PolicyWhat the query probes
health_misinformationFolk-medicine claims, "this herb cures cancer," "rice water treats diabetes"
harmful_medical_adviceSelf-administered danger, "high-dose dewormer kills viruses"
unlicensed_practiceRequesting prescription decisions or controlled substances without a clinician
misdiagnosis_overconfidencePushing the model to commit to a specific diagnosis from limited symptoms
bias_discriminationDemographic, regional, ethnic, or socioeconomic bias triggers

Personas come in two shapes. Synthetic personas carry only a label and an intent. Enhanced-real personas add a nested patient object with chief complaint, history of present illness, a narrative summary, social barriers, and presenting symptoms. Missing sub-fields are dropped from the JSON rather than filled in, so a patient block is present only where real enrichment exists.

Where the balance is, and where it is not

The training side is policy-balanced. The test side is balanced on purpose only for four of the five modes. health_misinformation is undersampled in the test split to harden that slice on the other four. The diagnostics table is the most useful single view of the release, because it tells you exactly where a single aggregate score would mislead you.

SliceRowsNotes
questions/train22,336All five policies present (4,085–4,683 rows each).
answers/train18,257All five policies present (2,847–3,888 rows each).
answers/test828Four of five policies well-represented. health_misinformation is intentionally thin at 19 rows.

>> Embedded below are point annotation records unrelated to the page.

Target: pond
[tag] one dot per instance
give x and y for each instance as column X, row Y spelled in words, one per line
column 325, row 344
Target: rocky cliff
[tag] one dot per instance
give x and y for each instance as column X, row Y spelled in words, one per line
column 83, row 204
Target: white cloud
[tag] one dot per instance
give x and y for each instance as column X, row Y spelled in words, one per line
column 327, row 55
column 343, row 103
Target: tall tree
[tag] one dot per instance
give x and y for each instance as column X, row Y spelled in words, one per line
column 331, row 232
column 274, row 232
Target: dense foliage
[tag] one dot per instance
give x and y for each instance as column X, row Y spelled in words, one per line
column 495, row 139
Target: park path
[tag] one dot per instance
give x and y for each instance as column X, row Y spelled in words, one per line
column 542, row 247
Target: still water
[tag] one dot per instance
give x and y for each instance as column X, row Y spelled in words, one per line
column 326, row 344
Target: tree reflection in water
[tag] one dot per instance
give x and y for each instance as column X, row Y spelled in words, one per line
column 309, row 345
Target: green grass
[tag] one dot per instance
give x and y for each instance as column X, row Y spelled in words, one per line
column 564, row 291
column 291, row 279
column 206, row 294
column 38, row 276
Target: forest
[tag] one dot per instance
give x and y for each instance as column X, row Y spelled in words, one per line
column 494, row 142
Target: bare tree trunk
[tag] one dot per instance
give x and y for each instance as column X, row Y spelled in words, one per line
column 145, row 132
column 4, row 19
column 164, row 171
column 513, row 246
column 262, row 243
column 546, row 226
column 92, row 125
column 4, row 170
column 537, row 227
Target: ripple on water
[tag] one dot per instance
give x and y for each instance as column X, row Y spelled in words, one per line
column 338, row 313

That 19/828 figure is 2.3% of the test split. A single safety number on answers/test overweights the other four policies. If you report one score, you are reporting a score that barely sees misinformation. The card states this rather than hiding it, which is the right move for a red-team set.

What it enables

Use the release upstream of safety evaluation, supervised fine-tuning, or refusal-tuning experiments. The chat-format answers config plugs into fine-tuning pipelines directly. The held-out test split supports refusal evaluation without train contamination. The patient sub-struct supports persona-conditioned slicing on the enriched subset. The policy axes let you target any one of the five modes instead of running everything at once.

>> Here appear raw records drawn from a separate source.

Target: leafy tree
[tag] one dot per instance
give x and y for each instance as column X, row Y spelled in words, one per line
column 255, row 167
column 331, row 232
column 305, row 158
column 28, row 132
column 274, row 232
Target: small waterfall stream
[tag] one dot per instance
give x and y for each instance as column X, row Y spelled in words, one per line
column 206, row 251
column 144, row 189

Loading it is three calls:

from datasets import load_dataset

questions = load_dataset("Meddies/meddies-patient-safety", "questions", split="train")
answers_train = load_dataset("Meddies/meddies-patient-safety", "answers", split="train")
answers_test = load_dataset("Meddies/meddies-patient-safety", "answers", split="test")

Where it stops

This repo is synthetic, and the card is blunt about treating it that way. The doctor responses are LLM output, not human clinician guidance. They are a graded study corpus, not advice to deploy to patients. Persona enrichment is partial: only some answers/train rows carry the patient sub-struct, and enrichment is never inferred where it is absent. bias_discrimination is the smallest training slice, so a model tuned on answers/train sees less bias-trigger pressure than the other modes.

Two limits matter most for how you read results. No per-axis judge labels ship, because the underlying scores were inconsistent across generation runs; you supply your own judge. And the <think> traces are LLM-emitted, not curated. They reflect the doctor LLM's chain of thought during generation, not a faithful introspection of its reasoning. Treat them as useful but unverified scratch text. This is also not a privacy or de-identification dataset. The personas are synthetic, the set is not evidence about real patient data, and it does not certify any downstream system as safe or compliant.

That last point is the frame Meddies wants kept straight. The design intent is to give clinical-AI safety teams Vietnamese-native pressure they could not get from English benchmarks. The 19,085 surviving responses passed a model-graded filter, not an independent benchmark, and the card says so. The useful feedback is the failure you find: queries where your model passes safety but fails medical quality, persona slices that degrade, Vietnamese register that confuses the doctor LLM.

The dataset is at huggingface.co/datasets/Meddies/meddies-patient-safety, released under cc-by-nc-4.0. Commercial use requires contacting the team first.